1. **Retry on Exceptions**:
   - If `client.chat.completions.create` raises either a `RateLimitError` or `APITimeoutError`, the `backoff` library retries the `do_call` function after an exponentially increasing delay.
   - The retries stop after 60 seconds (due to `max_time=60`).

2. **Metadata Preservation**:
   - The `@wraps` decorator ensures `do_call` appears identical to `client.chat.completions.create` in terms of metadata. This is helpful for debugging, logging, and documentation purposes.

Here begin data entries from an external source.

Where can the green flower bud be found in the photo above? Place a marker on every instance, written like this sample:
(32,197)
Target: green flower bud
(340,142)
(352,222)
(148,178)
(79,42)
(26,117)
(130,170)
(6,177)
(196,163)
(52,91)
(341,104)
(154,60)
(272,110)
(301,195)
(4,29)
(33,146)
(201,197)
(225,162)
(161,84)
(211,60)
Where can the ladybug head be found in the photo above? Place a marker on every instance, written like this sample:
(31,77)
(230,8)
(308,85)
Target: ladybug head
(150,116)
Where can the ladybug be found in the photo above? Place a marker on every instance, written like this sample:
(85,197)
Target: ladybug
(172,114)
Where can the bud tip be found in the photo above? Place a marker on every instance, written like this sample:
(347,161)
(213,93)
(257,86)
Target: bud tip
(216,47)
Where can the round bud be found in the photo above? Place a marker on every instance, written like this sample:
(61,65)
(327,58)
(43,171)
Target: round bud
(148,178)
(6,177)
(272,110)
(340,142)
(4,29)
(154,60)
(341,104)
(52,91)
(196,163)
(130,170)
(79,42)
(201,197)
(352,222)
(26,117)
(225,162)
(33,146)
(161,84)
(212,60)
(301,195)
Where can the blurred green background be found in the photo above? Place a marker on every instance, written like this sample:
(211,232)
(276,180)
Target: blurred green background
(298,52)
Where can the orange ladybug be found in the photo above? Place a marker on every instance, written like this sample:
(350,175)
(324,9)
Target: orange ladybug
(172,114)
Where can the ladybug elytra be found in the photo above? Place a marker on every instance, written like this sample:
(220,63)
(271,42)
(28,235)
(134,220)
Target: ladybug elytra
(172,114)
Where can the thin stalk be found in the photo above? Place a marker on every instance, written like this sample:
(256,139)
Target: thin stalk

3. **Asynchronous Execution**:
   - `do_call` is designed for asynchronous workflows, making it suitable for non-blocking operations in an event loop (e.g., in frameworks like `asyncio` or `FastAPI`).

---

### Notes:

- **Using `@wraps`**:
  - When you wrap a function with a decorator, the decorated function usually loses its metadata.
  - `functools.wraps` fixes this by copying the original function's metadata to the wrapper function.

- **Using `backoff`**:
  - The `backoff.on_exception` decorator simplifies adding retry logic.
  - Exponential backoff prevents overwhelming the server during retries by gradually increasing the delay between attempts.

- **Error Handling**:
  - By specifying exceptions (`RateLimitError, APITimeoutError`), only those errors trigger the retry logic, preventing unnecessary retries for other failures.

- **Async Context**:
  - The `async` keyword allows the function to perform non-blocking calls, ideal for I/O-bound tasks like API calls.

---

This code block is a robust way to handle retries for API calls, especially when working in an asynchronous context and dealing with rate-limiting or timeout errors.